Orlando
est une des plus belles déclarations d’amour, non à son inspiratrice, Vita
Sackville-West, mais au fameux Common Reader
ou aux happy few de Stendhal.
Virginia Woolf y fait l’éloge, parfois avec une ironie amplifiée (un registre
rare chez elle) des qualités associées à ce lecteur idéal, à savoir l’imagination,
le goût pour la solitude et la contemplation, qui, selon elle, sont avec l’amour,
« les jouissances les plus élevées que puissent connaître l’esprit humain »
(p. 295). Cette ironie se manifeste entre autres par l’incipit du roman, où
l’on voit un Orlando combattre une tête de Maure, emporté par la jeunesse et la
fougue de ses seize ans, avec un enthousiasme et une douce folie qui rappelle
celle du plus célèbre lecteur fou dans l’histoire de la littérature, Don
Quichotte. Ensuite par cette dépréciation ironique de l’imagination au profit
de l’action, lorsque Virginia Woolf, ou plutôt l’auteur fictif de cette
biographie, s’exaspère de ne guère avoir matière à écrire, Orlando préférant
mener une vie solitaire et méditative au lieu d’agir et de « vivre ».
« cette maladresse [d’Orlando] est souvent la compagne d’un amour de la solitude. Ayant trébuché sur un coffre, Orlando naturellement adorait les lieux solitaires, les vastes perspectives, et se sentir pour toujours et toujours et toujours seul. » (p. 198)« combien elle avait peu changé au cours de toutes ces années. […] elle était restée, se dit-elle, fondamentalement la même. Elle avait le même tempérament méditatif, enclin à ruminer, le même amour des animaux et de la nature, la même passion pour la campagne et les saisons. » (p. 345)

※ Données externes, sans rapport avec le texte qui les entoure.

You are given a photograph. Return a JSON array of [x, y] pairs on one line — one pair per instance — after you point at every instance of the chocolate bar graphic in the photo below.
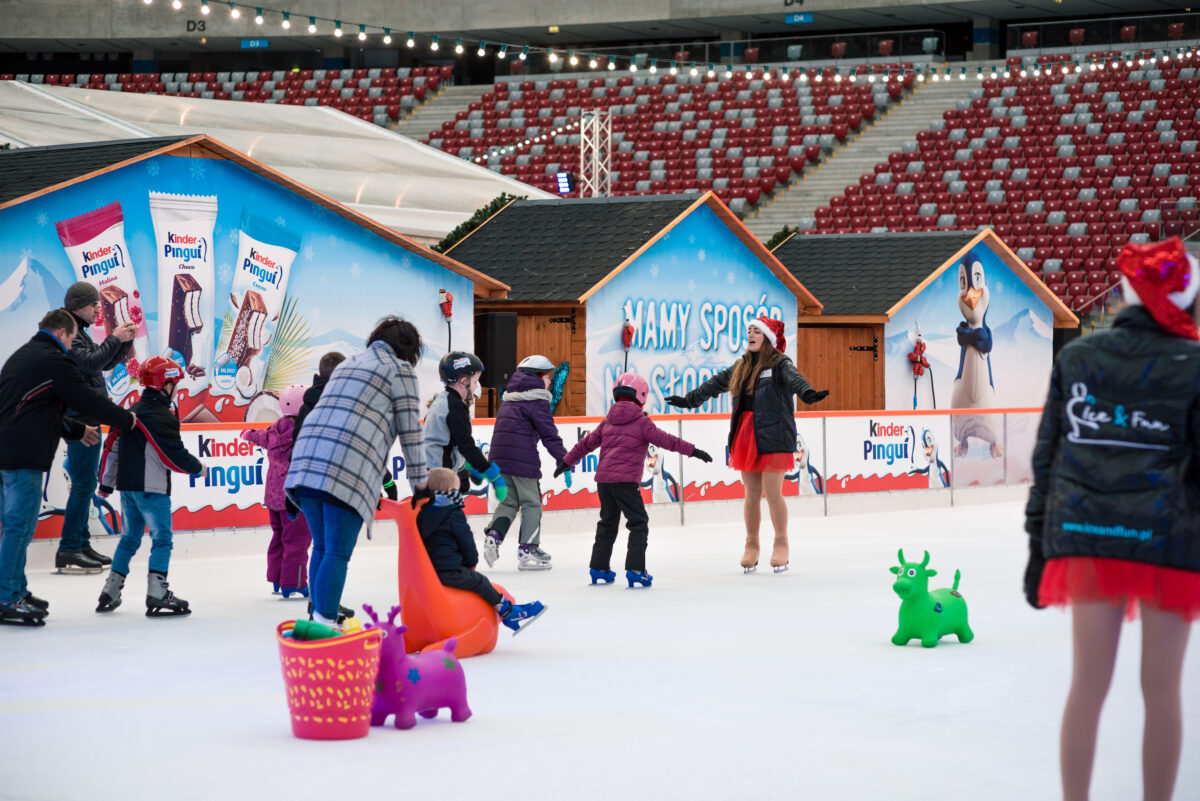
[[185, 314], [246, 339], [114, 309]]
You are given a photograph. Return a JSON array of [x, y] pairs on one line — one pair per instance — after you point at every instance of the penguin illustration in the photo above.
[[807, 477], [939, 474], [973, 386], [664, 488]]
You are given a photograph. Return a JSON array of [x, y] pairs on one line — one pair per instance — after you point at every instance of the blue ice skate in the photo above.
[[635, 577], [519, 615], [603, 576]]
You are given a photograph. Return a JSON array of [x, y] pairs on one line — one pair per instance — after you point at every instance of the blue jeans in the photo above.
[[335, 530], [21, 499], [83, 467], [142, 510]]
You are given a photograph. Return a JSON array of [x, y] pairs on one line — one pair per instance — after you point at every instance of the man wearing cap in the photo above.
[[83, 461]]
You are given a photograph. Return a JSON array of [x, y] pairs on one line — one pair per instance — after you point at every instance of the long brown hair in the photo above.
[[745, 372]]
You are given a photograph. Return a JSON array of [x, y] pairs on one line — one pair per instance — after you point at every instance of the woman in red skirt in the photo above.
[[762, 431], [1114, 513]]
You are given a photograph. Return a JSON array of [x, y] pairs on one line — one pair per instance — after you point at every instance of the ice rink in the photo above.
[[711, 685]]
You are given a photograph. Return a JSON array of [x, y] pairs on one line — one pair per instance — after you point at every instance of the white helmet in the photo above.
[[537, 365]]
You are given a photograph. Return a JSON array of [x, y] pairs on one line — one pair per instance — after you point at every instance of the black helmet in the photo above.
[[457, 363]]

« il est assez évident que ceux qui ont assumé un rôle de lecteur en reconstituant, à partir de suggestions sommaires lâchées ici et là, toutes les limites et la circonférence d’une personne vivante, puissent entendre, sans un mot pour les guider, exactement ce qu’il pensait – et c’est pour des lecteurs de cette espèce que nous écrivons -, il est évident, dis-je, pour de tels lecteurs qu’Orlando était étrangement composé de bien des humeurs – de mélancolie, d’indolence, de passion, d’amour de la solitude […] Ce goût pour les livres s’était manifesté tôt. Lorsqu’il était enfant, un page le trouvait parfois à minuit encore en train de lire. Ils lui confisquèrent sa bougie, et il éleva des vers luisants pour aboutir à ses fins. Ils confisquèrent les vers luisants, et il réduisit presque la maison en cendres avec un briquet. En un mot comme en cent […], c’était un gentilhomme affligé de l’amour de la littérature. Nombre de ses contemporains, et un nombre plus grand encore de ses égaux, échappaient à cette infection, et se trouvaient ainsi libres de courir ou monter à cheval ou faire leur cour comme bon leur semblait. (p. 235-236)
En effet, Orlando ne
goûte vraiment un bonheur parfait, complet, non lorsqu’il/elle se mêle aux
affaires de la Cour et de la haute société, mais lorsqu’il/elle se retire dans son
domaine pour lire, contempler, et écrire. Dans les péripéties qui jalonnent l’essentiel
de la première partie, Orlando tombe amoureux d’une princesse russe, Sasha, histoire
d’amour qui finira par le décevoir face à la trahison (supposée, mais qui reste
incertaine : la vision qu’en a eue Orlando est-elle réelle ou non ?)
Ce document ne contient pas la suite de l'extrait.